According to the National Foundation for Celiac Awareness, only about one percent of the population actually suffers from Celiac disease.  On the contrary a huge amount of the population has begun incorporating a gluten free aspect into their diets, whether in hopes of losing weight or for falsely believing they have developed a gluten allergy.

What people are not understanding is that a celiac disease is both a disease of malabsorption and abnormal immune reaction to gluten.  If they eat gluten, their immune system responds by damaging or destroying villi—the tiny, finger like protrusions lining the small intestine.  Without the villi one can become malnourished no matter how much the individual eats.  Furthermore, the disease cannot tolerate gluten, a protein in wheat, rye, and barley, which not only appears in breads, but also salad dressings, gravies, soy sauces, beer, soups and stews, broth, lunch meats, and dozens of others.

The fact of the matter is that all the gluten free products seen on shelves today are meant for those suffering from Celiac disease.  According to professionals, adopting a gluten free diet will have significant health risks, and likely advances into weight gain instead of weight loss.

Any time you eliminate whole categories of food you’ve been used to eating, you run the risk of nutritional deficiencies.  Gluten itself doesn’t offer any nutritional benefits, however the whole grains that include gluten do.  They contain an array of vitamins and minerals, such as B vitamins and iron, as well as fiber. Therefore, decreasing the amount of whole-grains in a diet can decrease the spectrum of nutrients taken in that are vital to the human body.

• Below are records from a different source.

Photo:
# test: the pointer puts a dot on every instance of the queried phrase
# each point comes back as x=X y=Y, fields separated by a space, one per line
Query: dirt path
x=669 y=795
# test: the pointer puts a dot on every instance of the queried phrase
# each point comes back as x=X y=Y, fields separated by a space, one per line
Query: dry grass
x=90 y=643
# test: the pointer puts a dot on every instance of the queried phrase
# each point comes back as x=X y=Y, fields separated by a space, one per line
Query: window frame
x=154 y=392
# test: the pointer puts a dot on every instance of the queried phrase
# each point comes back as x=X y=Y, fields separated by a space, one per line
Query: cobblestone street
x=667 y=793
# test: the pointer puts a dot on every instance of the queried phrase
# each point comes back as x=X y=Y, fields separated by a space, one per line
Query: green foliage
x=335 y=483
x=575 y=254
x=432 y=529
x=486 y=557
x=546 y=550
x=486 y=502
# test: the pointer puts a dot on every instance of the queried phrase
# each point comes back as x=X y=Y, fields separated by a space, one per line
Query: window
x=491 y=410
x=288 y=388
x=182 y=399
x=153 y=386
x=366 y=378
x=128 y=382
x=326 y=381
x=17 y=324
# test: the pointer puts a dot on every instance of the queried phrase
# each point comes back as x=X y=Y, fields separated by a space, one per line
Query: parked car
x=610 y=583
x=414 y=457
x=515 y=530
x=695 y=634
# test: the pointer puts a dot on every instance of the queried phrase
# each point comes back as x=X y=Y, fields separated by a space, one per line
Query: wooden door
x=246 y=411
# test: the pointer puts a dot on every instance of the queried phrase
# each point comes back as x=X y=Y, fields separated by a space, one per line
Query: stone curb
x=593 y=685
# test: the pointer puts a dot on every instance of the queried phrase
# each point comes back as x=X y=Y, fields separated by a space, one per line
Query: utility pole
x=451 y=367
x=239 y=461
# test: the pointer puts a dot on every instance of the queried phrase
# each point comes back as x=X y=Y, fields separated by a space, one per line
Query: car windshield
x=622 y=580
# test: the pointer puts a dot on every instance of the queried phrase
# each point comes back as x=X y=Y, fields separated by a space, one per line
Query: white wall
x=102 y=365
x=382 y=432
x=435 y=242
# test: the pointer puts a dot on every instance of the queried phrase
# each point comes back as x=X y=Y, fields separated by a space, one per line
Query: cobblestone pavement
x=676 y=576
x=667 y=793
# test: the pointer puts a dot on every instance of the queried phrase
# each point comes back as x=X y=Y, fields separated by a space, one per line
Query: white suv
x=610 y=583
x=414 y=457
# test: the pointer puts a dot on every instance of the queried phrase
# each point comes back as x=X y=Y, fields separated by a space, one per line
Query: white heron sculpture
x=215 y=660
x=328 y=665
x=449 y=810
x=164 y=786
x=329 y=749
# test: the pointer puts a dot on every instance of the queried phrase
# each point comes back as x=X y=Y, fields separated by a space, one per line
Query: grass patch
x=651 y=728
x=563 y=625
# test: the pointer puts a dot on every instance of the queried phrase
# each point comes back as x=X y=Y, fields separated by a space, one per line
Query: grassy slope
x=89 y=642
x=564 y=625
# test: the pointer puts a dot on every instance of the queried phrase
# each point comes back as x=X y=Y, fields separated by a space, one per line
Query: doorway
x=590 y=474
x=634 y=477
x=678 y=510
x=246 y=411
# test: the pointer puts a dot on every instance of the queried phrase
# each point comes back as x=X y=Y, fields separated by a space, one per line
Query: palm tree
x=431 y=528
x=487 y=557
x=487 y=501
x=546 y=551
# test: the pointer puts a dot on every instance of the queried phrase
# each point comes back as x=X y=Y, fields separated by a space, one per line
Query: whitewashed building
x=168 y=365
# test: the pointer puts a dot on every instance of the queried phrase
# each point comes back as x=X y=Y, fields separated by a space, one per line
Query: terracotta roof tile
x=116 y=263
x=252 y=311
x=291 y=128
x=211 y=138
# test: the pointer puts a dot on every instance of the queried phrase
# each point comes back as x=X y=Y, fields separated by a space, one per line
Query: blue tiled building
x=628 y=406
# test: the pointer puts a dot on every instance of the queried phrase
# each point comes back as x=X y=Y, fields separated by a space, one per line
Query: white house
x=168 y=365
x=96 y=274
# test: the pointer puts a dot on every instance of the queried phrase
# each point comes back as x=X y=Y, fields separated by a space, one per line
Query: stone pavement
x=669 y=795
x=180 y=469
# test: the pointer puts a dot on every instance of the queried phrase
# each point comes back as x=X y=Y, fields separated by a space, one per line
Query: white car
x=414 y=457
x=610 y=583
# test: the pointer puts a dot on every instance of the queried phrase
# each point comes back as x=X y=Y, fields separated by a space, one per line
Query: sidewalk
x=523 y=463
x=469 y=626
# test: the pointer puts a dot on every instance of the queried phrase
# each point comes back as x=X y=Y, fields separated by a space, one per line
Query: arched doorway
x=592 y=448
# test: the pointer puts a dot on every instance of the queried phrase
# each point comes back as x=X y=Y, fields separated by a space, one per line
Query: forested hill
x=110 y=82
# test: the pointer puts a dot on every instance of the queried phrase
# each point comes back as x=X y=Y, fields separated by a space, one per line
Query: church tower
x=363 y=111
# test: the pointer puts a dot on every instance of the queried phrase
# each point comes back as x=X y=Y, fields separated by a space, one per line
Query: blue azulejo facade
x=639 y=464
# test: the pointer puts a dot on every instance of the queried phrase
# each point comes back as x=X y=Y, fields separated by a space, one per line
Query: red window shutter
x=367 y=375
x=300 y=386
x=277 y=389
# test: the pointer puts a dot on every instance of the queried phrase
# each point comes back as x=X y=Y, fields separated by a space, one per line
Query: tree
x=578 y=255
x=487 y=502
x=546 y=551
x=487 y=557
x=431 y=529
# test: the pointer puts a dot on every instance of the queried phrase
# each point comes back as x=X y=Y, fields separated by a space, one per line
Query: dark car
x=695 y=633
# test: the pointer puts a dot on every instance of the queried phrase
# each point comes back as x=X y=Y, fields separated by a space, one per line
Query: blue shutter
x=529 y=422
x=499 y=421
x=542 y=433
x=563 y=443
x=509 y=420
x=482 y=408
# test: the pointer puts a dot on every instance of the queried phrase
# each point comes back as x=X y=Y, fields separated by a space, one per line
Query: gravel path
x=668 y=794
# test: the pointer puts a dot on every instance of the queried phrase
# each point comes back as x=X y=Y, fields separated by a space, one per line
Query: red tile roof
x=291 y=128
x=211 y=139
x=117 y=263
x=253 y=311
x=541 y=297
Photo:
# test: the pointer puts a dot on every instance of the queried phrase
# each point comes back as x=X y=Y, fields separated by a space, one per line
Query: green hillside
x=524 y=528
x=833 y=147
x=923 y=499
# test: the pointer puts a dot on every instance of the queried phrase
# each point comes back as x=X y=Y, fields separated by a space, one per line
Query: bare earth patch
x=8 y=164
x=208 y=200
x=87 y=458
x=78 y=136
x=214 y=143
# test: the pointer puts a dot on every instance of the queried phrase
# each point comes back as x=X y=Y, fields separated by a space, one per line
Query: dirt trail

Also important to note to those not actually suffering from celiac disease, is what gluten free products are made of.  With an absence of gluten, foods become high in fats and sugars.  “People who cut out all gluten-containing products like pasta, cookies and bagels will likely lose weight,” Marina Stauffer Bedrossian, a a registered dietitian with St. Catherine of Siena Hospital in Smithtown said. “However, if you substitute those foods for gluten-free foods that are equal in calories, you will not lose weight. It comes down to total calories consumed not the actual gluten aspect.”

People who aren’t suffering from celiac disease need to realize the pros and cons of changing their diets and accept the fact that there are much healthier ways to lose weight.  A better alternative would be incorporating healthier grains into their diet like farro and quinoa and leave the gluten-free foods to those who depend on it.